Ha sido la recuperación de Chile más bien espectacular,
encontrándose entre las naciones latinoamericanas que mejor
reflejan la modernización y el enriquecimiento, aunque también
persisten allá enormes abismos de desigualdad entre ricos y pobres.
Con apenas quince millones de habitantes, la eficaz labor de los
distintos gobiernos que siguieron a la sangrienta dictadura de
Pinochet logró rebajar del 40% al 18% el nivel de pobreza.

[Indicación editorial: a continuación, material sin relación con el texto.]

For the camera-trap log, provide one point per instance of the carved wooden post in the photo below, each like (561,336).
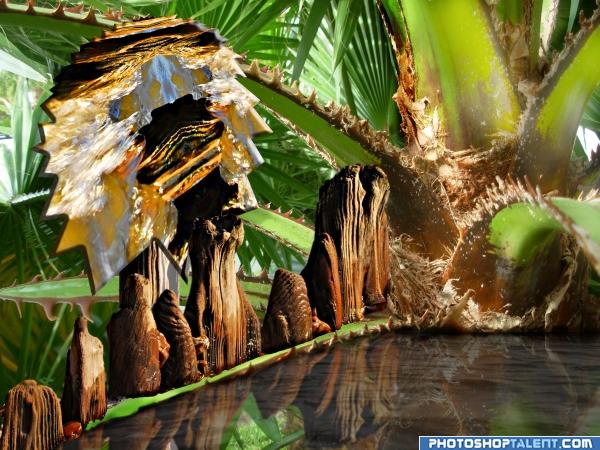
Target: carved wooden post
(137,348)
(322,277)
(288,320)
(351,210)
(153,265)
(215,308)
(32,418)
(84,394)
(181,367)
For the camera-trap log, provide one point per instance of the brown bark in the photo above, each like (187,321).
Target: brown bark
(32,418)
(351,210)
(135,343)
(84,394)
(215,308)
(288,320)
(181,367)
(378,281)
(322,278)
(152,264)
(253,336)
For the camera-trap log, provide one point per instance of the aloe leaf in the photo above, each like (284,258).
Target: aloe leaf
(346,20)
(335,142)
(267,15)
(460,69)
(284,229)
(591,115)
(550,123)
(65,289)
(19,66)
(77,289)
(311,26)
(521,230)
(131,406)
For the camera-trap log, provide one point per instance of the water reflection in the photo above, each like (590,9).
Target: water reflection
(382,393)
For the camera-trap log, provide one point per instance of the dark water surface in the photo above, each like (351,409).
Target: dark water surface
(382,393)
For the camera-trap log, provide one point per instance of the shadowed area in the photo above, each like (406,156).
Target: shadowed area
(382,393)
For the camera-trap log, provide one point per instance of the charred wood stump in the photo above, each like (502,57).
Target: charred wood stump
(153,265)
(322,278)
(215,308)
(32,418)
(84,394)
(288,320)
(253,332)
(181,367)
(137,348)
(351,210)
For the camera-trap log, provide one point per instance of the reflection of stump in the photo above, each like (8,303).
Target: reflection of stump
(84,394)
(215,307)
(351,210)
(181,367)
(323,281)
(135,343)
(32,418)
(288,320)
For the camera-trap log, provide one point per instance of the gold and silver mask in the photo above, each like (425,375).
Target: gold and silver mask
(140,118)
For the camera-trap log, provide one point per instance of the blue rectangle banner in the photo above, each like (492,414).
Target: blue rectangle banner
(508,442)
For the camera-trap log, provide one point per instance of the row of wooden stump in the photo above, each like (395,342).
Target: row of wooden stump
(154,346)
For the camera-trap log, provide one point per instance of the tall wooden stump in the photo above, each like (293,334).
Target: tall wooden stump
(351,210)
(84,394)
(153,265)
(137,348)
(181,367)
(32,418)
(322,277)
(215,308)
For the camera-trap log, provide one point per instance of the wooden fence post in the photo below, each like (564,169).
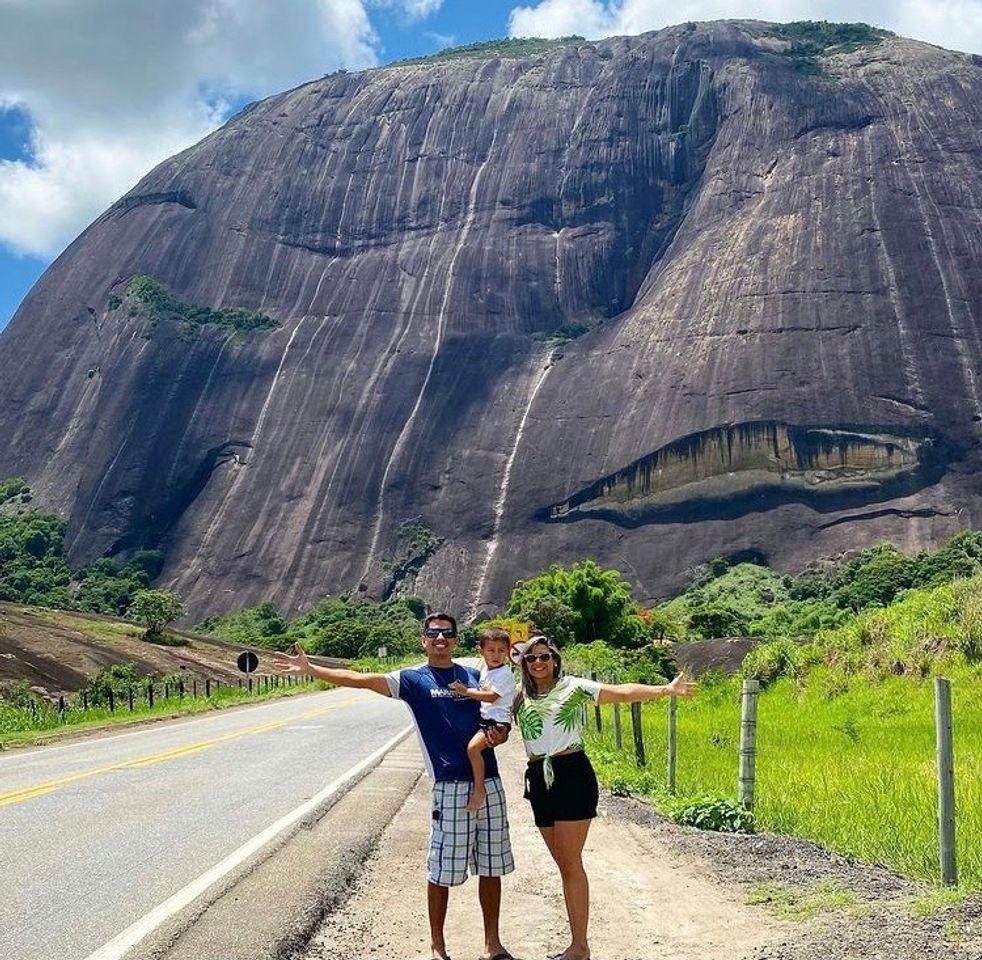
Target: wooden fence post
(638,734)
(596,709)
(748,742)
(672,741)
(946,781)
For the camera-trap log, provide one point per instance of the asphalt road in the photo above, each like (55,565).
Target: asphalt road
(96,834)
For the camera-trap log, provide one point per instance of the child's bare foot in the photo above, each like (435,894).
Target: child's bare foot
(478,797)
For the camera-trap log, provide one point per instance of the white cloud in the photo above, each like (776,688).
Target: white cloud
(442,40)
(111,93)
(412,9)
(950,23)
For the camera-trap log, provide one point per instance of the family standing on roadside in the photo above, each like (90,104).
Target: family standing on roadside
(456,709)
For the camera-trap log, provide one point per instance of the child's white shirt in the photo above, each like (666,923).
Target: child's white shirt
(502,681)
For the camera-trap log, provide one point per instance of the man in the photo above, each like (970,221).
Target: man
(445,723)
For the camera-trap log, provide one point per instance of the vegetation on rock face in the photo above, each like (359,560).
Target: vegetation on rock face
(563,334)
(599,601)
(335,627)
(14,490)
(34,567)
(811,39)
(415,544)
(162,305)
(752,600)
(508,48)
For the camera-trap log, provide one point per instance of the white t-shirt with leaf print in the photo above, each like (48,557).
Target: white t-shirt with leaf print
(555,722)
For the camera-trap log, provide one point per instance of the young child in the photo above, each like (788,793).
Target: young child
(496,694)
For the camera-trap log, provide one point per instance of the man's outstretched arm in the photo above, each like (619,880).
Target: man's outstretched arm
(298,663)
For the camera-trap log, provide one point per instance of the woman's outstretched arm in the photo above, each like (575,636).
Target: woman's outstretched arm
(638,692)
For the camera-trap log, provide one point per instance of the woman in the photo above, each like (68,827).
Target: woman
(560,782)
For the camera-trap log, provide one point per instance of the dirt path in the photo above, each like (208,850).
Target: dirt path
(649,903)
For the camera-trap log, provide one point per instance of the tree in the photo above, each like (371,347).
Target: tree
(718,620)
(551,617)
(600,600)
(155,609)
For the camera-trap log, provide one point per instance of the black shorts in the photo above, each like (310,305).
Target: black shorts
(573,794)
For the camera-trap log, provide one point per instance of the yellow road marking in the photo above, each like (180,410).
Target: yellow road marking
(39,789)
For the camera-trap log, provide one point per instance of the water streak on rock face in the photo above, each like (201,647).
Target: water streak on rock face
(754,463)
(752,251)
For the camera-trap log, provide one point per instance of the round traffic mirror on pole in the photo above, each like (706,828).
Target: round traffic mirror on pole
(247,661)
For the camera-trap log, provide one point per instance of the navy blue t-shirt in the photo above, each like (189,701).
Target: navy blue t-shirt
(445,722)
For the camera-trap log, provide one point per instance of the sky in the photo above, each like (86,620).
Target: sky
(92,96)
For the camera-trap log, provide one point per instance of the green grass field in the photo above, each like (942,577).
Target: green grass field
(849,764)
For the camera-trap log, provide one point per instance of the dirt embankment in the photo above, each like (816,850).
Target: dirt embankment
(59,651)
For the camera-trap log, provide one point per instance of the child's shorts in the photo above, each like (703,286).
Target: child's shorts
(487,724)
(462,841)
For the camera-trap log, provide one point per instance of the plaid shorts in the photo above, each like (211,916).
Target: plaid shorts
(460,840)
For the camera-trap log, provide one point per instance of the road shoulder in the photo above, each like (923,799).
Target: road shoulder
(649,902)
(271,908)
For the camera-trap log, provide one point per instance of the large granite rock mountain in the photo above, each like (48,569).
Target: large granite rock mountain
(779,271)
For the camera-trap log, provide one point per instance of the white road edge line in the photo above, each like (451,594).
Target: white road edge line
(133,934)
(153,725)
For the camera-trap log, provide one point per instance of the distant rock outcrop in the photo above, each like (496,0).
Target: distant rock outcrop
(773,245)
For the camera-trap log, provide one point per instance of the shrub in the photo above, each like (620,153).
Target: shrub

Lo ilusionante de la elección mayoritaria de esta mujer es que,
aparte de su condición femenina, que ya es todo un hito en tierras
latinoamericanas, ha anunciado la composición paritaria de su
Gobierno, es agnóstica -recordemos el peso tradicional de la
Iglesia católica en aquella zona del planeta-, es librepensadora,
madre divorciada de tres hijos, feminista y, sobre todo, fue
víctima de la dictadura y de la barbarie, al perder a su padre,
general del Ejército chileno, asesinado por los golpistas y siendo
ella misma y su madre detenidas, torturadas y enviadas al
exilio.
Ahora se enfrenta seguramente a la tarea más difícil de su vida,
con la responsabilidad de sacar adelante a un país con muchos
déficits y de servir de ejemplo de progreso y modernidad para todo
un continente.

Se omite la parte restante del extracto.